Das Schiff war bislang jenseits von Heilbronn unterwegs. Seit Neckar-Käpt’n diese Linien aus dem Programm genommen hat, wird das Schiff für Ersatzzwecke und Events eingesetzt. Die MS Wilhelma, die eigentlich zwischen Stuttgart und Marbach fährt, liegt noch bis kommende Woche auf der Werft.

TÜV war erst vor Kurzem auf dem Schiff

Ein Fahrgast berichtet unserer Zeitung, dass es einen ähnlichen Vorfall schon einmal gab. 2022 sei ein Schiff von Neckar-Käpt’n auch aufgrund technischer Probleme gegen das Ufer und dann im Schlingerkurs den Neckar entlang gefahren. Er und seine Freunde seien daraufhin früher ausgestiegen.

Wie lang die Reparatur des Keilriemen dauert und ob diese Auswirkungen auf den Fahrplan haben wird, kann Caspar derzeit noch nicht sagen.

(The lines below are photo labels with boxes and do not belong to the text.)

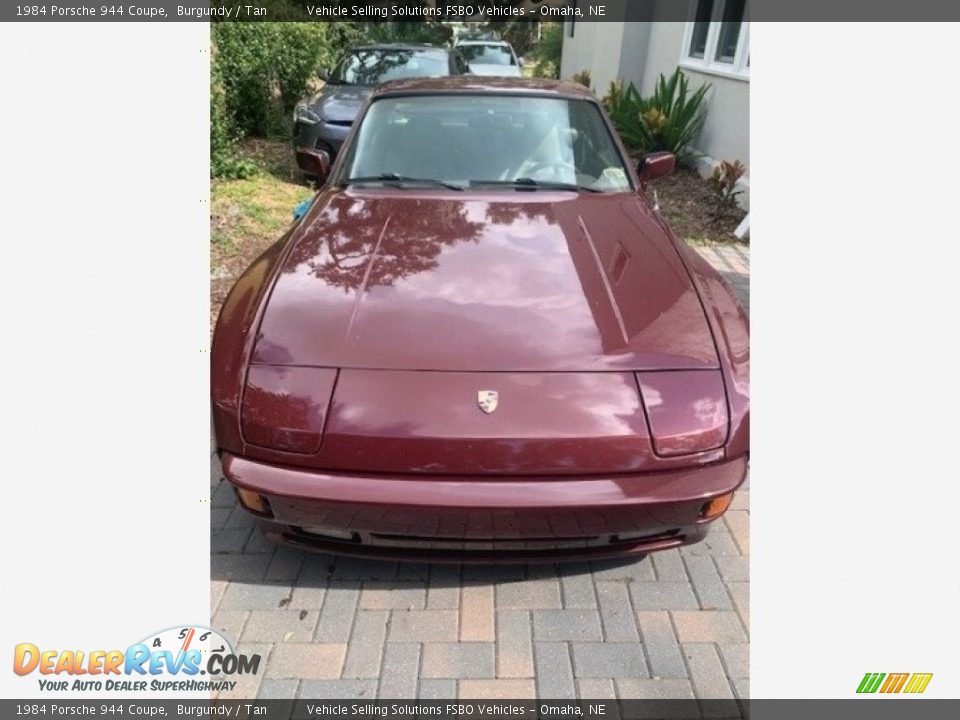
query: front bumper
[222,453,747,562]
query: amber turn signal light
[700,493,733,520]
[237,488,273,517]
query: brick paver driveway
[210,240,750,699]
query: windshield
[337,93,630,192]
[457,45,517,65]
[328,50,450,85]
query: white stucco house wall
[560,5,750,207]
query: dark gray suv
[293,45,469,167]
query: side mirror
[637,152,677,182]
[297,150,330,183]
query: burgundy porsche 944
[212,76,749,562]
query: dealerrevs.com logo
[857,673,933,695]
[13,626,260,692]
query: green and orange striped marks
[857,673,933,694]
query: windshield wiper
[338,173,464,192]
[470,178,603,192]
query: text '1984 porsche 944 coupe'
[212,76,749,562]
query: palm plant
[603,68,710,157]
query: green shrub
[570,70,591,88]
[210,22,361,177]
[603,68,710,157]
[708,160,747,218]
[530,22,563,78]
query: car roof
[350,43,450,53]
[373,75,597,101]
[457,40,510,47]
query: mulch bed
[648,167,746,242]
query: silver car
[293,45,469,174]
[454,40,523,77]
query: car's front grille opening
[287,525,682,555]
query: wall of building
[560,21,750,173]
[560,21,625,94]
[625,22,750,168]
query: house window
[680,0,750,80]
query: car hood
[309,85,373,123]
[252,189,717,372]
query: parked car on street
[293,45,469,167]
[454,40,523,77]
[218,77,750,562]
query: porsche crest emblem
[477,390,500,415]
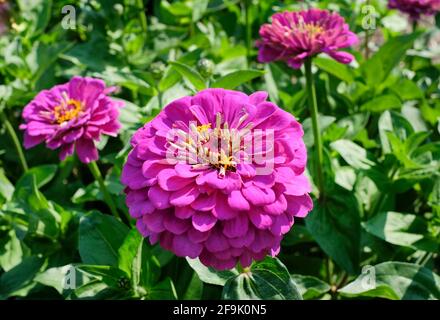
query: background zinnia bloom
[122,89,313,269]
[20,77,122,163]
[257,9,358,68]
[388,0,440,20]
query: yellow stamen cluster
[298,23,324,37]
[53,99,82,124]
[169,113,252,178]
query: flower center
[294,17,324,37]
[53,95,83,124]
[173,113,252,178]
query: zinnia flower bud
[388,0,440,20]
[121,89,313,270]
[197,59,214,78]
[150,61,166,80]
[257,9,358,69]
[20,77,122,163]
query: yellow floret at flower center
[53,99,82,124]
[297,23,324,37]
[197,123,211,132]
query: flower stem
[244,0,252,68]
[88,161,123,221]
[0,110,29,172]
[136,0,148,32]
[305,58,324,199]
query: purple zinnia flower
[388,0,440,20]
[121,89,313,269]
[20,77,123,163]
[257,9,358,69]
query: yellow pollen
[297,23,324,37]
[197,123,211,132]
[53,99,82,124]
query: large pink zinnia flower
[257,9,358,68]
[20,77,122,163]
[388,0,440,20]
[122,89,313,269]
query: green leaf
[78,211,128,267]
[364,211,439,253]
[192,0,209,22]
[0,230,25,271]
[0,256,45,300]
[8,174,62,240]
[313,57,354,83]
[186,258,239,286]
[292,274,330,300]
[222,257,302,300]
[17,0,52,36]
[362,32,421,85]
[170,61,206,91]
[15,164,58,189]
[211,70,264,89]
[330,139,374,170]
[339,262,440,300]
[145,278,177,300]
[118,229,160,290]
[378,111,414,153]
[35,264,79,294]
[361,94,402,112]
[75,264,129,290]
[391,79,424,101]
[305,185,361,274]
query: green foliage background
[0,0,440,299]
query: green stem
[244,0,252,68]
[157,89,163,110]
[369,167,398,218]
[416,252,434,267]
[305,58,324,199]
[88,161,122,220]
[0,110,29,172]
[136,0,148,32]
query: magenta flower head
[257,9,358,69]
[121,89,313,270]
[20,77,122,163]
[388,0,440,20]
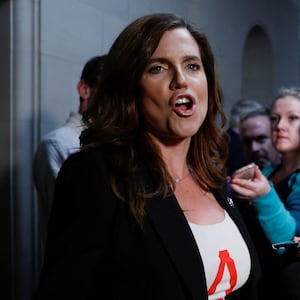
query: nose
[170,69,187,90]
[251,141,261,152]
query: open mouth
[175,97,193,110]
[173,97,196,117]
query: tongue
[173,104,194,117]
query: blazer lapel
[146,195,207,299]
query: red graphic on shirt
[208,250,237,300]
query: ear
[77,79,91,100]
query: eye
[149,65,163,74]
[270,115,280,124]
[289,116,299,121]
[187,64,200,71]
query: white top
[189,211,251,300]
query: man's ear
[77,79,91,100]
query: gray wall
[0,0,300,300]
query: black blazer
[34,149,260,300]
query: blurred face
[141,28,208,140]
[271,96,300,153]
[240,116,279,169]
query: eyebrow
[148,55,202,64]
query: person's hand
[229,166,271,200]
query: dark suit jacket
[34,150,259,300]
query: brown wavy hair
[80,13,227,223]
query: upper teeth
[176,97,190,104]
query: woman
[36,14,259,300]
[231,88,300,299]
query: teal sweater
[252,166,300,244]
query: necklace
[174,167,193,184]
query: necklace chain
[174,167,193,184]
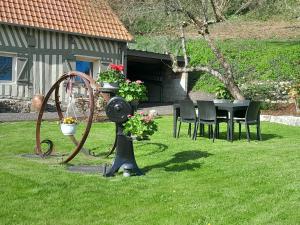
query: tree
[164,0,245,100]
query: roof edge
[0,21,134,43]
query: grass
[0,117,300,225]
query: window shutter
[64,55,76,72]
[16,57,31,84]
[100,60,111,72]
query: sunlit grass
[0,117,300,225]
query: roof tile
[0,0,132,41]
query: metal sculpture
[35,71,143,176]
[35,71,99,163]
[104,97,143,177]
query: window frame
[0,51,17,84]
[75,55,100,79]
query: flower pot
[31,94,44,112]
[130,100,139,113]
[102,82,119,89]
[60,123,77,135]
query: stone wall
[0,99,31,113]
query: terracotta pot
[31,94,44,112]
[102,82,119,89]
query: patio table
[173,103,249,141]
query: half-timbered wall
[0,24,126,99]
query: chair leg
[177,121,181,138]
[239,123,242,140]
[193,122,198,140]
[200,123,204,137]
[226,122,230,140]
[245,124,250,142]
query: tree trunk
[210,0,225,22]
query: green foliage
[215,85,232,99]
[188,40,300,98]
[124,113,157,140]
[97,64,125,83]
[118,79,148,102]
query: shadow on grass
[143,150,212,172]
[212,132,283,141]
[136,141,169,156]
[234,132,283,141]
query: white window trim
[0,52,17,84]
[75,55,100,79]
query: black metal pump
[103,97,143,177]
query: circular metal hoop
[35,71,97,163]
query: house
[0,0,186,112]
[0,0,133,110]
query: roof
[126,49,188,63]
[0,0,133,41]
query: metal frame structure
[35,71,100,163]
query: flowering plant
[289,83,300,99]
[62,117,77,124]
[118,79,148,102]
[124,112,157,140]
[97,64,125,83]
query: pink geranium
[109,64,124,72]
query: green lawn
[0,117,300,225]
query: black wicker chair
[233,99,250,119]
[234,101,262,142]
[177,100,197,138]
[194,101,228,142]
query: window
[76,61,93,76]
[75,56,100,82]
[0,55,13,82]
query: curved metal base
[103,124,143,177]
[35,71,96,163]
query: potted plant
[289,83,300,113]
[124,112,157,140]
[60,117,77,135]
[118,79,148,103]
[97,64,125,89]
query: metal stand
[103,124,143,177]
[103,97,143,177]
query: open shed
[125,49,187,103]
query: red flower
[109,64,124,72]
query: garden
[0,116,300,224]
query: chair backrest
[233,99,250,105]
[214,99,231,103]
[197,101,217,121]
[179,100,196,119]
[246,101,260,121]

Es werde der Druck erhöht, dass die MS Wilhelma jetzt möglichst schnell fahrtüchtig gemacht werde.

Für Kai Müller und seine Familie war es die letzte Fahrt mit einem Schiff von Neckar-Käpt’n. Andere Gäste nehmen die Stopps und den Schlingerkurs mit Humor. Mit der Neckarperle, die auf 250 Personen ausgelegt ist, mache sie jetzt immer einen Sonntagsausflug, „da ist was los“, sagte eine Frau, bevor sie in den Bus der Feuerwehr stieg.

Anmerkung der Redaktion:

Die Neckar-Personen Schifffahrt Berta Epple GmbH & Co. KG legt Wert auf die Feststellung, dass die Schiffe in Schleusen an die Schleusenwand stoßen würden, weil sie an den Schleusenwänden befestigt werden und die Taue während des Schleusenvorgangs neu festgezurrt werden müssten. Die Schiffsbesatzung habe, nachdem der technische Defekt festgestellt wurde, mit großer Umsicht und Sachkunde alle erforderlichen Maßnahmen ergriffen. Abblätternder Lack sei dem Unternehmen nicht bekannt.